Тогда он подошел ко мне, страшно скрежеща зубами в провале безгубого рта, и обрушил на меня бесконечный поток безумных фраз и неистовых проклятий… Если бы я знала! Если бы только знала! Он наклонился надо мной. «Смотри! – кричал он. – Ты ведь хотела видеть! Смотри же! Наслаждайся! Напои свою душу моим проклятым уродством! Смотри на лицо Эрика! Теперь ты знаешь, как выглядит „голос“. Скажи, неужели тебе было не достаточно слышать меня? Ты захотела узнать, на что я похож.
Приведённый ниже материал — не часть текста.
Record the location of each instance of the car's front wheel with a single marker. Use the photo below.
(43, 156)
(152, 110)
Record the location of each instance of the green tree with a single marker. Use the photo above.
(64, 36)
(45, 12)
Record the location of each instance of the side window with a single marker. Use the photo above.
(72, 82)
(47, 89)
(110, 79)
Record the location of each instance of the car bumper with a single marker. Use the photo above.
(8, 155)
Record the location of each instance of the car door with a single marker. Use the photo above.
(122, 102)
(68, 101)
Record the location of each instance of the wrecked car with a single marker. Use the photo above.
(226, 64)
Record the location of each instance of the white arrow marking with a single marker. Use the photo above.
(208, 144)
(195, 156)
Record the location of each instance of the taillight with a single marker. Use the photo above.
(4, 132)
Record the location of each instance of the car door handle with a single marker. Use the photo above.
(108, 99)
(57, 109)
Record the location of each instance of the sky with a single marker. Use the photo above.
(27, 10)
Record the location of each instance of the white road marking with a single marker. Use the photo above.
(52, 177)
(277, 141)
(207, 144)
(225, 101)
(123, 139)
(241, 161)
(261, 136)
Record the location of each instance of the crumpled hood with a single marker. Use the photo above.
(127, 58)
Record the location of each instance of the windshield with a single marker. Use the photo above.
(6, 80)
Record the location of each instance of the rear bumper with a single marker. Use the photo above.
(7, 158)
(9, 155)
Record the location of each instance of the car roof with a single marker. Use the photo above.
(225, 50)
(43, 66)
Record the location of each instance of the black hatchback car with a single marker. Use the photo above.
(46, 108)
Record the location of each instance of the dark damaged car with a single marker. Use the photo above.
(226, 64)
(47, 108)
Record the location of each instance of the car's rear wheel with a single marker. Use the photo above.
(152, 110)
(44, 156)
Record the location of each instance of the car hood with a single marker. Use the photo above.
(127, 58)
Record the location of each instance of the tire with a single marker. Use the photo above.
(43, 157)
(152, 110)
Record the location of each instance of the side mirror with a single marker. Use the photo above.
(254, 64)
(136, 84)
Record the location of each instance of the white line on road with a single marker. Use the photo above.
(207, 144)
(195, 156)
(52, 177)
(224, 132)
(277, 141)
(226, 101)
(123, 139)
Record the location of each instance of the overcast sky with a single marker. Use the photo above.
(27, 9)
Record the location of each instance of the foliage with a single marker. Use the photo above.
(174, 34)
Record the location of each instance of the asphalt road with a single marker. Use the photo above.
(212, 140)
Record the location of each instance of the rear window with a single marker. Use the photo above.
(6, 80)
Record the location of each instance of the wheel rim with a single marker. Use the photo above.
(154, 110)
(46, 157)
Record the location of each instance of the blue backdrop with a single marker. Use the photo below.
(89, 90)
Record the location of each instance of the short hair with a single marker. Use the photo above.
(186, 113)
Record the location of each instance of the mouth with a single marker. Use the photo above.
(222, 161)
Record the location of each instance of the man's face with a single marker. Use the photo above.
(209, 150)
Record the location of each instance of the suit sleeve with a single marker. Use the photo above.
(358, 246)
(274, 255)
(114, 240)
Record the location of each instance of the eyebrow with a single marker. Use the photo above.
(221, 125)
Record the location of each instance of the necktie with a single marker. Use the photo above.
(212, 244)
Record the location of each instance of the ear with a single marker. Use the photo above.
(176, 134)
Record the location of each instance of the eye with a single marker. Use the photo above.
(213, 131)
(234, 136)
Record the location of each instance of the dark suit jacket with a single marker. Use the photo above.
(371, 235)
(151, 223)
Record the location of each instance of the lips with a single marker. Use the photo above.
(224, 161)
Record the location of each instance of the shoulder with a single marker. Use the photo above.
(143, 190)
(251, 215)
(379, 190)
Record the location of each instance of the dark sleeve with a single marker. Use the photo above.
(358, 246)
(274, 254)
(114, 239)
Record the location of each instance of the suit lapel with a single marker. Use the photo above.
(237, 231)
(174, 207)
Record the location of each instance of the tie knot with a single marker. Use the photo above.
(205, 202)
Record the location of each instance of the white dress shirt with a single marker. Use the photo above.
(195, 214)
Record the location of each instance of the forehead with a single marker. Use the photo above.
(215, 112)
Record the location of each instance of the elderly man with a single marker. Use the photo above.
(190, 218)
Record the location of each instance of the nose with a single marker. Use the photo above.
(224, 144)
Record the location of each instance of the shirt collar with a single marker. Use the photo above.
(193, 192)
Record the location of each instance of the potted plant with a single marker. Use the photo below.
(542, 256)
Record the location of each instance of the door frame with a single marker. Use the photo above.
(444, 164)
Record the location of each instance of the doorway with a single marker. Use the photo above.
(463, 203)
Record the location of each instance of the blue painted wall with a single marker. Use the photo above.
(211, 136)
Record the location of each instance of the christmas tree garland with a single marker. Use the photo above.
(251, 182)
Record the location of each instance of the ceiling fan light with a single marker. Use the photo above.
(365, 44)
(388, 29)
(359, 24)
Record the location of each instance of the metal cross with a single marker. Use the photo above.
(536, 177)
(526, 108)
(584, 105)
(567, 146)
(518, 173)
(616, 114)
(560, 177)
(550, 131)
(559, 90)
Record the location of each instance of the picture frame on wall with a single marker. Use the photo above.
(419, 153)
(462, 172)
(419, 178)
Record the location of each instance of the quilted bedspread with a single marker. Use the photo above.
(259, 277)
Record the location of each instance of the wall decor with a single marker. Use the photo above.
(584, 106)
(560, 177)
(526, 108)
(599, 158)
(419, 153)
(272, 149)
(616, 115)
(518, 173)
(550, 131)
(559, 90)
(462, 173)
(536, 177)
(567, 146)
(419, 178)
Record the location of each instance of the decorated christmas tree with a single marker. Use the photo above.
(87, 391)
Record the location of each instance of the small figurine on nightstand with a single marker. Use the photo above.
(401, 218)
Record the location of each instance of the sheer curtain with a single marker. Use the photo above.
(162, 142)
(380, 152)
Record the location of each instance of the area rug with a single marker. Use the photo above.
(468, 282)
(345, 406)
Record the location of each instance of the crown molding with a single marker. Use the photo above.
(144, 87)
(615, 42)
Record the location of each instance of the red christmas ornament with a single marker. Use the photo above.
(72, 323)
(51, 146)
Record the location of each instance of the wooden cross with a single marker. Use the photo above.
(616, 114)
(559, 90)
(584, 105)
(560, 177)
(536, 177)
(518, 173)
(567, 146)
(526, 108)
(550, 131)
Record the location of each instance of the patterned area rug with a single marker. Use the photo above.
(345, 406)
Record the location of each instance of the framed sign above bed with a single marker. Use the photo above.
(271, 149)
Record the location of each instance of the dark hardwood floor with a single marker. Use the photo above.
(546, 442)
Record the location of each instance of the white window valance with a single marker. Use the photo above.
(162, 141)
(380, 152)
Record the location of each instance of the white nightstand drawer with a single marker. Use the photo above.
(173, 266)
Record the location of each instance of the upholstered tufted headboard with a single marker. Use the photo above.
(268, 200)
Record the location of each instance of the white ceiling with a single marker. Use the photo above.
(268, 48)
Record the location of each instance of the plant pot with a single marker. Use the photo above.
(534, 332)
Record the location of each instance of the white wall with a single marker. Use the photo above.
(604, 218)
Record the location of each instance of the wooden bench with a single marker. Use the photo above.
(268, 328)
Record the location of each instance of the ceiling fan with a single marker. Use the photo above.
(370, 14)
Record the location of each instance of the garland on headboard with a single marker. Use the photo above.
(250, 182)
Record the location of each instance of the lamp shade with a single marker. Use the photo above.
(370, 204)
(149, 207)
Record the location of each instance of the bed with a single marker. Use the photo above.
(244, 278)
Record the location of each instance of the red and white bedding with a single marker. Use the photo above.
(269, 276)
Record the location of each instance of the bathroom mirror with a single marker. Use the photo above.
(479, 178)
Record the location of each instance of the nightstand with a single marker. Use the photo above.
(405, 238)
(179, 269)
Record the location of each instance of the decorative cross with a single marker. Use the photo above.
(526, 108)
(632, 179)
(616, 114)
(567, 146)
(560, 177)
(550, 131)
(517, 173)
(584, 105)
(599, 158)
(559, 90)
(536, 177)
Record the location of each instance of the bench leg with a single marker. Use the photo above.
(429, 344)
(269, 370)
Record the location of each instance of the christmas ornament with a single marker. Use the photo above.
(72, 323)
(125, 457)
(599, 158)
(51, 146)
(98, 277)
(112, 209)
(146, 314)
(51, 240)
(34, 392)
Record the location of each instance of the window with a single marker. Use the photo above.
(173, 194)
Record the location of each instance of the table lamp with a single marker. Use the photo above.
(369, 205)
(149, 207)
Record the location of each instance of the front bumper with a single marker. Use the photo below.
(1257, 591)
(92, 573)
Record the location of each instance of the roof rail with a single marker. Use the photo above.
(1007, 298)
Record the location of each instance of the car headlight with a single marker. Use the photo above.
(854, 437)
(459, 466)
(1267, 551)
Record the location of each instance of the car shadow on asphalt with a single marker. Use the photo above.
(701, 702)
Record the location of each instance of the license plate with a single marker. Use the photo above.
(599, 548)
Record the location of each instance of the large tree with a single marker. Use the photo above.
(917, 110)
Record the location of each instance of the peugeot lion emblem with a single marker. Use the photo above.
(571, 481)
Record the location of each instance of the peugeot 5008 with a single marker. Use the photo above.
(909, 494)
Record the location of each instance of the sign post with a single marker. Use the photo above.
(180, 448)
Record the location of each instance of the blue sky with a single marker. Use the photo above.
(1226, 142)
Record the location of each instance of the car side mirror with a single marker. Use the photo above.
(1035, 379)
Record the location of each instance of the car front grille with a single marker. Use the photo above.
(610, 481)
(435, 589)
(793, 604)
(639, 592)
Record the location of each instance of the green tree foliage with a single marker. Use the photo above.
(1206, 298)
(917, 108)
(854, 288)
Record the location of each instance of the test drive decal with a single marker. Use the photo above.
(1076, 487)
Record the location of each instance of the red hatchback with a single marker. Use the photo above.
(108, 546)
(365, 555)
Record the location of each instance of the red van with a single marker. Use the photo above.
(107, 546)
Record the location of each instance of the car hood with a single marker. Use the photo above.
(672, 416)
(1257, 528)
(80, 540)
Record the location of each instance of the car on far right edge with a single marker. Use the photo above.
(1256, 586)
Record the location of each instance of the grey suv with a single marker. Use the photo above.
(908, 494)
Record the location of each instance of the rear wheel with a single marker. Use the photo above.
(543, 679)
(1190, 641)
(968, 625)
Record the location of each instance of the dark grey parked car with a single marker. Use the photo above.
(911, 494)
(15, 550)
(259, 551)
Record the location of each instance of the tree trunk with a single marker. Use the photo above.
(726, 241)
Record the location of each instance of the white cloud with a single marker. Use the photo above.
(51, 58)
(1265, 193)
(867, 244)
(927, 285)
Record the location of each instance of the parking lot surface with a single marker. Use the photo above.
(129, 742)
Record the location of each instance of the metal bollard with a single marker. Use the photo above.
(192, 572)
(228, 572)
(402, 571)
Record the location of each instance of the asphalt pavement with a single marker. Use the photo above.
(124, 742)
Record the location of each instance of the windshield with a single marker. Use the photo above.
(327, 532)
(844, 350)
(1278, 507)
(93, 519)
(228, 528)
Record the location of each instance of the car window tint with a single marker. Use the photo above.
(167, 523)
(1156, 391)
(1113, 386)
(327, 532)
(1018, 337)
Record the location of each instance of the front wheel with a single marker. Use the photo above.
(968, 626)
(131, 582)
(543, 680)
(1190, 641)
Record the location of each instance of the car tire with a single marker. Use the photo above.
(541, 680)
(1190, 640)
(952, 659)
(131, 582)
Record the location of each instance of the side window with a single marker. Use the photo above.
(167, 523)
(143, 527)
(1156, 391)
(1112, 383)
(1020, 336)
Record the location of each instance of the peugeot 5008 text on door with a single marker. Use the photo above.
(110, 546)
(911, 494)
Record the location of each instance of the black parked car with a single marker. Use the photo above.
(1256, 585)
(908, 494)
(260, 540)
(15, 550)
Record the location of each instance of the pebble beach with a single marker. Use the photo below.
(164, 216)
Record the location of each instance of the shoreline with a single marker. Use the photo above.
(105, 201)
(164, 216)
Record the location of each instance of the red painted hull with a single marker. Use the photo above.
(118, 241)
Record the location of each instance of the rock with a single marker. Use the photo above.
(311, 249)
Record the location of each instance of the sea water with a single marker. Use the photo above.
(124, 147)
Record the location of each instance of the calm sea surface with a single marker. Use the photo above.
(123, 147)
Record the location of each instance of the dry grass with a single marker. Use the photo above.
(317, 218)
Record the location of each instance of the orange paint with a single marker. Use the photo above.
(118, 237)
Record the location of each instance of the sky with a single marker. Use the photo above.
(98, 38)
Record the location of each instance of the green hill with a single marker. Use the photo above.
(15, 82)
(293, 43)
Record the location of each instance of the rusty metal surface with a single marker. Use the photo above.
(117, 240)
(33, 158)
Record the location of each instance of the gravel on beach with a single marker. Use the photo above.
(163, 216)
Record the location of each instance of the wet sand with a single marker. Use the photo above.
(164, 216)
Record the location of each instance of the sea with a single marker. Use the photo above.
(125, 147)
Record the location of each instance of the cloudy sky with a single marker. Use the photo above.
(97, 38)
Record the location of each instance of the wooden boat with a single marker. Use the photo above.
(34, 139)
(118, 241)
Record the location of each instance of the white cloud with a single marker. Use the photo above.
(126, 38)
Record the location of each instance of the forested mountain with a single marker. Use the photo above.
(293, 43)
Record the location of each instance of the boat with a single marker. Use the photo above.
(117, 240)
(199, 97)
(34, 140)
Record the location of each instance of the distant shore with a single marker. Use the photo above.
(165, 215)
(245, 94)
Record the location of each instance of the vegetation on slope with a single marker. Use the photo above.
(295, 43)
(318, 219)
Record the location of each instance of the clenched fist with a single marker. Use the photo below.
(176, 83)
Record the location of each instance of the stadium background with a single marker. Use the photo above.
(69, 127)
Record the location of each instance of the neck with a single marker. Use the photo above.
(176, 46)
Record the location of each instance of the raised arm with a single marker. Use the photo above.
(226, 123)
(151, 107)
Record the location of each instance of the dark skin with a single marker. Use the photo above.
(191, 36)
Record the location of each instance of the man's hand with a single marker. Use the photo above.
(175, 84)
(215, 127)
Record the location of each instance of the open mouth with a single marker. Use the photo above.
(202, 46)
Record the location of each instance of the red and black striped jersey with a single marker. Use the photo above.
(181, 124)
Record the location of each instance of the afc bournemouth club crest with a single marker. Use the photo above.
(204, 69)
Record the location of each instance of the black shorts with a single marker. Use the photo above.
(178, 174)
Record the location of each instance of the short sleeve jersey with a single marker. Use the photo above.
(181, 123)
О, как вы любопытны, женщины!»
И он принялся хохотать, повторяя: «Как же вы любопытны, женщины!» – хриплым, громовым, страшным голосом. Еще он говорил что-то вроде: «Теперь ты довольна? Не правда ли, я красавец? Когда меня увидит женщина, она уже моя! Она полюбит меня на всю жизнь. Ведь я тоже Дон Жуан в своем роде». Потом он выпрямился во весь свой рост, подбоченился и, передергивая плечами и покачивая жутким черепом, заменявшим ему голову, загремел: «Смотри на меня! Смотри! Я – торжествующий Дон Жуан!»
Я отвернулась, умоляя о милости, а он грубо повернул мое лицо к себе, ухватив меня за волосы своими мертвыми пальцами.